The Dartino approach was to have one bit on each object telling whether it's immutable.
(That could also be based on which GC page it is allocated in, or something similar).

When you create a new object using a const constructor, or an .unmodifiable constructor of a system collection, then the bit gets set if all the fields/elements/entries are immutable.
You never need to do a deep check, but you do one more computation for each component object when creating a composite object.

[leafpetersen]

Yeah, I thought about writing this up as an alternative proposal, may still do (or feel free). I'm not very enthusiastic about it though. It makes every allocation in the program a little slower (or potentially a lot slower in JS), even if no immutability is used.

[lrhn]

It's not clear how this would work. A type annotation of ImmutableList should accept the subtype _GrowableList.
If it's not type based, then it should probably not show up in the type system at all.

[leafpetersen]

Yes, I don't see a coherent story here, but added it based on discussion for future reference.

[leafpetersen]

I'd consider a more Dartino-like approach where we don't introduce new nominal types, but allow all classes to create immutable objects.

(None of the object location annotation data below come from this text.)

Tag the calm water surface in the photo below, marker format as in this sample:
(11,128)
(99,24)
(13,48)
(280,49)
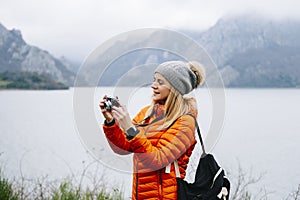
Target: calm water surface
(39,136)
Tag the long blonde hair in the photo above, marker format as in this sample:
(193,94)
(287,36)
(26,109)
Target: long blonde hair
(176,104)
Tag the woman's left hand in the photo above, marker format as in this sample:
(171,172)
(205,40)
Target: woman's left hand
(122,116)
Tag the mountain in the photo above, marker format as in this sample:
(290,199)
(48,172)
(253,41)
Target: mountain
(254,51)
(249,51)
(17,56)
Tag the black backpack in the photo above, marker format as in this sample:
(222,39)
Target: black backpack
(210,180)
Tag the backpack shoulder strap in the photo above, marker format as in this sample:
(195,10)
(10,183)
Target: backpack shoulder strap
(199,135)
(176,166)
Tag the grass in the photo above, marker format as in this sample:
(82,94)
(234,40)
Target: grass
(70,189)
(24,189)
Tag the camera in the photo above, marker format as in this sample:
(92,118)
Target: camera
(110,102)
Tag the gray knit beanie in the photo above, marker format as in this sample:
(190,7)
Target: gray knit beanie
(179,75)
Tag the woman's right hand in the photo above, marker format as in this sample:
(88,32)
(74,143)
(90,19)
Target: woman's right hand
(107,115)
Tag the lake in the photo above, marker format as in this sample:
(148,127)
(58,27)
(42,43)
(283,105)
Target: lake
(41,136)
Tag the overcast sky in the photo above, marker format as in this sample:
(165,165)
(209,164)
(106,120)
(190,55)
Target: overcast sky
(74,28)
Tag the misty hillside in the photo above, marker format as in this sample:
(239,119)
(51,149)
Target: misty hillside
(248,51)
(17,56)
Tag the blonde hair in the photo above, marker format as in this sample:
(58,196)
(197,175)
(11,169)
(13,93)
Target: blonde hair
(199,71)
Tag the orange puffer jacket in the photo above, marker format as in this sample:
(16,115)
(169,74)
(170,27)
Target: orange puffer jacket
(153,150)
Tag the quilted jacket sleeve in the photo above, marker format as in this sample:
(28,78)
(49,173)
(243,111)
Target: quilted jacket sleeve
(117,138)
(171,145)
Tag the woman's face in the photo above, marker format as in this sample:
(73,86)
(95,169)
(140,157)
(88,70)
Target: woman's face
(161,88)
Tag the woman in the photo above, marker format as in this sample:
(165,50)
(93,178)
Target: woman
(160,133)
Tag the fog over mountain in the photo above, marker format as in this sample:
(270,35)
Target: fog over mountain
(17,56)
(249,51)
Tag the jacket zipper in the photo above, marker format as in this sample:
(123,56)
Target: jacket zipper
(160,184)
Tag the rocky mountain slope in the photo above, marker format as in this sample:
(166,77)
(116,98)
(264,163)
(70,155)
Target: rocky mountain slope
(248,51)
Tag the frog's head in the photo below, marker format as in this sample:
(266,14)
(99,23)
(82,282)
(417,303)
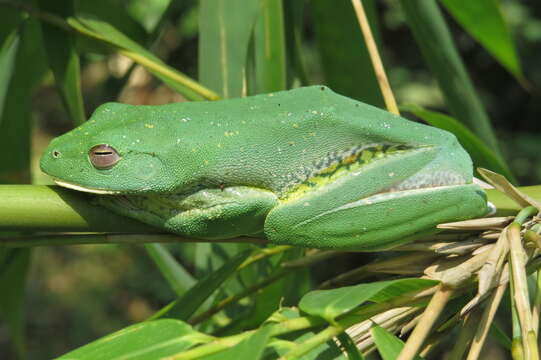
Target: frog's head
(110,154)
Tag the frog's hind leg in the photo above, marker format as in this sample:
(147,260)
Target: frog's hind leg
(368,209)
(207,214)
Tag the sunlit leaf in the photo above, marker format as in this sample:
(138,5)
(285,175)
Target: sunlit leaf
(484,21)
(269,48)
(332,303)
(225,29)
(178,278)
(185,306)
(8,51)
(434,39)
(253,347)
(344,58)
(144,341)
(105,32)
(388,345)
(63,59)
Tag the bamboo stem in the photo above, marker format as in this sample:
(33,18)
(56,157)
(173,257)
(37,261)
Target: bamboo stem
(429,317)
(383,82)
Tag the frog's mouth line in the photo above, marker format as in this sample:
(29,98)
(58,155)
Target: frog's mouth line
(85,189)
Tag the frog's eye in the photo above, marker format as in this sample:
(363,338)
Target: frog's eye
(103,156)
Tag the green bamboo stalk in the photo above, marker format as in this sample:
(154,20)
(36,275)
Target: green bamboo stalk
(38,208)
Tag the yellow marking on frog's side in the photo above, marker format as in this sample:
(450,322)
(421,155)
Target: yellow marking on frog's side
(334,166)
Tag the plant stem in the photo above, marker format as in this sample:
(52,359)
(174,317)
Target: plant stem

I'm open to this, but I'd like to see it worked out. The key point of what I'm specifying here is that immutable objects can be allocated directly into a shared heap. You can instead copy into a shared heap, or do something else, but what that something else is needs to be worked through.

Say: Any object with only final fields and where all fields hold immutable objects, is itself immutable. Maybe only if created using a const constructor.

const is certainly not enough.

We can then add immutability to the type system as a type modified: const T is a sub-type of T and of T<:S then const T <: const S. It gives a parallel type hierarchy (like non-nullability).

Maybe? I don't know what this means though. What are the inhabitants of const T? Deeply immutable T instances? How does this get enforced? It feels like if you want static enforcement, then it needs to implicitly push structurally down the class hierarchy. If it only means shallow immutability... what is it buying you over just having a class with final fields?

I would like to see other proposals worked up (I may try to write up the dynamic version) - this is still very much exploratory.

[yjbanov]

@lrhn, the Dartino approach has some theoretical appeal in that you are kind of like composing immutability with existing concepts. However, I think there are downsides. This proposal is about sharing memory and memory implies data and not behavior. Existing class semantics are great at expressing behaviors, such as services, State objects, particularly mutable objects. By default classes are mutable, not comparable, have poor memory layout controls, which biases the entire class system towards non-data use. Objects representing data favor different, almost opposite properties. You almost always want immutability. You frequently compare one piece of data to another. You always want data to take as little memory space as possible.

So in practice you will rarely find it useful to take any random class and use it in two modes, a mutable non-shared mode and immutable shared mode. Instead you are more likely to design the class for one use-case or the other.

I list some of the desired properties of immutable objects in #125 (comment), and I do not see a clear path there if we start with existing classes.

However, I'd still be curious to see a complete proposal.